In fact, after touching $2.00 in late 2001 and early 2002, the resource began a nearly four year bull run that took it to an all-time high near $16 in late 2005.
But this time it is different...
Most investors are aware that the hydraulic fracturing or “fracking” boom has made the US the Saudi Arabia of natural gas. That may be true, but the problem is that it’s coming out of the ground faster than it can be used, and storage is at a premium. This suggests that natural gas is likely to stay cheap for a long time, and that can be a huge boon for certain companies.
Let me explain...
Some of the biggest players in the commodity futures markets are “commercial hedgers”. There are two types of commercial hedgers:
The first are companies that either have a commodity or will have a commodity in the future and want to ensure that they have a buyer for their supply down the road. For natural gas, these are the producers like exploration and production companies.
The second are companies that have a need for a natural gas for use in production of whatever product they make or service they offer. They have an ongoing demand, and may include utilities, steel producers, fertilizer companies, etc. Natural gas may be an energy source or it may actually be used as one of the product inputs. Until those companies actually need the gas, they need to store it somewhere, pay someone else to store it, or take their chances in the spot market.

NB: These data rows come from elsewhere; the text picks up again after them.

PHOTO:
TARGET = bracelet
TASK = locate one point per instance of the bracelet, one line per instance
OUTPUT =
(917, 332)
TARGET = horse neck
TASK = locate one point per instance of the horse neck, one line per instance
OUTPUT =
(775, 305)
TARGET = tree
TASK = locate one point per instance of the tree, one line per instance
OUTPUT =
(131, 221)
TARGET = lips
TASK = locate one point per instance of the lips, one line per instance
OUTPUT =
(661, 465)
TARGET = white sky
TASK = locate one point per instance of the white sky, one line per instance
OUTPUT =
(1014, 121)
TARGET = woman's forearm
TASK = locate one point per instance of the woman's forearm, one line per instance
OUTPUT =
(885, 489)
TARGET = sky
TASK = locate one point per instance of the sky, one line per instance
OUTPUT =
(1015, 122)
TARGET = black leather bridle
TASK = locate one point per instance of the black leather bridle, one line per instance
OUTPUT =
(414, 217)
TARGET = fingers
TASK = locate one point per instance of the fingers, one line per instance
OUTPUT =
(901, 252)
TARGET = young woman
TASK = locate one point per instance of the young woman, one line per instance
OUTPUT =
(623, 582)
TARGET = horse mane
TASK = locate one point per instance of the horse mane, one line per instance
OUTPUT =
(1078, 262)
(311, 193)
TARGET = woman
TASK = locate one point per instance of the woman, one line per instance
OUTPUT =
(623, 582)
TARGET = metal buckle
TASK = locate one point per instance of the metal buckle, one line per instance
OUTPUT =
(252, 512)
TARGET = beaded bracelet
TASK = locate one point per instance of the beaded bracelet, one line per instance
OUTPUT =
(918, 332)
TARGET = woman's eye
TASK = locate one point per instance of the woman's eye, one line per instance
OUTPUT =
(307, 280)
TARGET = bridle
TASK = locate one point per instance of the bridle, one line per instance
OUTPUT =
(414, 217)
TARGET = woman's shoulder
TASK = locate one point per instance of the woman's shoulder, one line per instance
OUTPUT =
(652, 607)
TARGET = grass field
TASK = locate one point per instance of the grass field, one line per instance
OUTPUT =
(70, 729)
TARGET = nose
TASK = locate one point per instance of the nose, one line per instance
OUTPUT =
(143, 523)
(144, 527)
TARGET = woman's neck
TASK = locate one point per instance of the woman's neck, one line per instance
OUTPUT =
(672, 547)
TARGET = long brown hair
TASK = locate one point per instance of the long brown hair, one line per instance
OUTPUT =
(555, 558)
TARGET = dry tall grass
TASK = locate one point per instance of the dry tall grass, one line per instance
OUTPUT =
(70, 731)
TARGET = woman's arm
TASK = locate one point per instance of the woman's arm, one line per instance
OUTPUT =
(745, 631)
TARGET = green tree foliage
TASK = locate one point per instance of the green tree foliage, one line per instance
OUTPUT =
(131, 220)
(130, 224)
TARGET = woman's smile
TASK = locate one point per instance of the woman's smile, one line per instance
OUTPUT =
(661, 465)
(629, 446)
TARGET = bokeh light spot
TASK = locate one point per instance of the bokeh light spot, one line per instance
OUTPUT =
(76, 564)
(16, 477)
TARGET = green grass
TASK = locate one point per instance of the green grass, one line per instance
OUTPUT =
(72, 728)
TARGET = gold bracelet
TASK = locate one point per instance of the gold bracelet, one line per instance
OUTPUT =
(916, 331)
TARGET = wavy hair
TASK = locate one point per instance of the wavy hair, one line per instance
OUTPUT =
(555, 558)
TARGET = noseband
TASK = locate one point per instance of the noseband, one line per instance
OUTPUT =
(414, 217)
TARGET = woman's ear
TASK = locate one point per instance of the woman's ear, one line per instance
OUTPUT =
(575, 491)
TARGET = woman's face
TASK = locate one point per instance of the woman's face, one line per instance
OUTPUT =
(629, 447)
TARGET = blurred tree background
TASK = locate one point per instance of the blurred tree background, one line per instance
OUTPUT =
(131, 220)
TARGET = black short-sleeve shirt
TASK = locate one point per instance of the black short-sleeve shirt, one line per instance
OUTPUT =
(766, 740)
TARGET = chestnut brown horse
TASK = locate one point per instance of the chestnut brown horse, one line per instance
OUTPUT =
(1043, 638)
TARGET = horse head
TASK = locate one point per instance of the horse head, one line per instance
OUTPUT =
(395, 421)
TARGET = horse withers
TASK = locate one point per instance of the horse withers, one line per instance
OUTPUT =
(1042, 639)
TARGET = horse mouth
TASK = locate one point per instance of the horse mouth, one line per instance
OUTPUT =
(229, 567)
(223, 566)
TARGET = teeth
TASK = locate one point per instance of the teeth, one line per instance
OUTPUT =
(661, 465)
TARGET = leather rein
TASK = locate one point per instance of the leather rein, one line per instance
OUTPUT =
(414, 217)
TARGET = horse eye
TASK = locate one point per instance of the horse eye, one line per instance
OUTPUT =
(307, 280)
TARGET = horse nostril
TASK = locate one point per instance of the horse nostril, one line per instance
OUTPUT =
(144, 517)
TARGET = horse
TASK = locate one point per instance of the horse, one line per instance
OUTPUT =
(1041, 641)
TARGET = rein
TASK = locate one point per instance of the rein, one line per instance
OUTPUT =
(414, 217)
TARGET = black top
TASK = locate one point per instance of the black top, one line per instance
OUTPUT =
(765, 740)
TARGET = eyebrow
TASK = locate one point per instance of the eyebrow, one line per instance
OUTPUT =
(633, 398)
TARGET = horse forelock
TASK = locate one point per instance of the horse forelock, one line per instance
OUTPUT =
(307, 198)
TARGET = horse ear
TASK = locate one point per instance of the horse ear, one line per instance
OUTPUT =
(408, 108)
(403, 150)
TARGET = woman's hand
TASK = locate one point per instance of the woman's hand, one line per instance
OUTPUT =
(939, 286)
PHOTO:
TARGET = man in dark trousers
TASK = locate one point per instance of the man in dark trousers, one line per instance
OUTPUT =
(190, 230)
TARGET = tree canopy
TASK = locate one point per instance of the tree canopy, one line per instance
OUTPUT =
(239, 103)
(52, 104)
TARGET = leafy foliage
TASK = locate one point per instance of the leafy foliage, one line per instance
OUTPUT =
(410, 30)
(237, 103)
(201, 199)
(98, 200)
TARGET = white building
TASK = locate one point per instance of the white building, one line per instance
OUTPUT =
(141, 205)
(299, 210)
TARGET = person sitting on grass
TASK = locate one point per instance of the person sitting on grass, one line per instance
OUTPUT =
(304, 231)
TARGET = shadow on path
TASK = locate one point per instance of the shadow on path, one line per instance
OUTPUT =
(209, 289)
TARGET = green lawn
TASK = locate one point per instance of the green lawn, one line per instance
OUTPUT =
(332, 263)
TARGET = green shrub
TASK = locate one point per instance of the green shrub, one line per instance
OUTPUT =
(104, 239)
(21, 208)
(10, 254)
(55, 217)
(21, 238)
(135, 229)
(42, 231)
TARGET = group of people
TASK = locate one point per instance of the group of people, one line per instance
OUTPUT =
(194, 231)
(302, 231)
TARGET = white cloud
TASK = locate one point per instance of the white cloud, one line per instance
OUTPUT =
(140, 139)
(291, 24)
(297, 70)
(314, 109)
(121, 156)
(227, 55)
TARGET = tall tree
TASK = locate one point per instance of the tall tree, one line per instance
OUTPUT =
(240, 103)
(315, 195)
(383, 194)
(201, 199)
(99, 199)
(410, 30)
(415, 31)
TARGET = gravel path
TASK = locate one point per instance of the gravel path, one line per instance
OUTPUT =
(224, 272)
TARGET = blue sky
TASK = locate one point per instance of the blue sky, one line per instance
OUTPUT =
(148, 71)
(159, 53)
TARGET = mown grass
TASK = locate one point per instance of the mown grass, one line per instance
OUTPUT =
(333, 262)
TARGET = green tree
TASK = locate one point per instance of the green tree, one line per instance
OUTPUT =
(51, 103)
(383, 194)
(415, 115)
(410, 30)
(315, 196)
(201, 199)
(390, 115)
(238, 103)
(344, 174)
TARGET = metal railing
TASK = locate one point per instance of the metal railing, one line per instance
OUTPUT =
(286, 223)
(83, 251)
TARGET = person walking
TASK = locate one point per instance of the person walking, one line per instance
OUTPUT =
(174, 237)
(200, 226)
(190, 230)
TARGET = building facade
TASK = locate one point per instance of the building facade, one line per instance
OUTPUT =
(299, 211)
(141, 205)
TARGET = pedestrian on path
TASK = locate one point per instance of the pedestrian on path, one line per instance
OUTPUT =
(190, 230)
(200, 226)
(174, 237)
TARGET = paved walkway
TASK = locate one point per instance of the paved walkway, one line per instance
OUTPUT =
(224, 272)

Storage costs make up a large part of the price difference between the current or spot price and the future prices. As you can see in the chart below, it costs nearly twice as much for nat gas delivery in two years as it does to buy natural gas for immediate delivery.
That is a huge 100% difference, reflecting the abundance of current and future supply as well as the lack of storage. The companies that use natural gas are beginning to shy away from locking in future deliveries and are more willing to take their chances in the spot market.
With plenty of supply, two companies in particular are poised to benefit from cheap natural gas.
Growing your wealth
There is a fact that may seem like it has nothing to do with natural gas, but it provides these stocks with another tail wind as the price of natural gas slips.
The world’s population is growing and, as a result, requires more food. And that means more crops. Supporting this is a USDA estimate that record crop growth in the States and globally is expected during 2012.
What do you need as crop plantings increase? Fertilizer.
There are basically three types of fertilizers: phosphate based, potassium based, and nitrogen based. Phosphate and potassium fertilizers are often mined in the form of potash, but nitrogen based fertilizers need to be manufactured, and that is where natural gas comes into play.
Without getting into organic chemistry, nitrogen based fertilizers are manufactured by removing the ammonia from the natural gas and adding nitrogen from air. Additionally, natural gas is often used as the energy source to remove the ammonia.
This is a double plus for nitrogen fertilizer companies, since a significant input for the process is becoming cheaper. These two companies have already benefited from declining natural gas prices, but stable low prices will likely enable these companies to continue to expand margins over the year.
The first is CF Industries (CF), which is up approximately 18% year to date, and almost 50% since its October low. After a spike in January, the stock has been consolidating between $170 and $190. The key is that it derives nearly 80% of its revenue from nitrogen fertilizers. Since nat gas is a primary input in its manufacturing process and plenty of supply exists as far as the eye can see, the ability to improve its processes into a backdrop of increasing demand suggests that margins can improve. It will next report earnings in mid-May, and this could be the catalyst for CF to break resistance in the $190 area.
The second is Agrium (AGU), which derives approximately 30% of its revenues from nitrogen fertilizers. A slightly larger portion of revenues comes from potash and potassium fertilizers, adding some diversification to the product mix while still providing it the potential to benefit from low and stable natural gas prices. AGU is also up solidly in 2012 and has begun to consolidate in the $85-90 range. This company will also report in mid-May.
Both stocks pay a token dividend of less than 1%, but if margins continue to expand then the payout may as well. Both of these fertilizer stocks have room to grow, and may soon provide an additional payout or buy back, giving investors an opportunity to grow their wealth.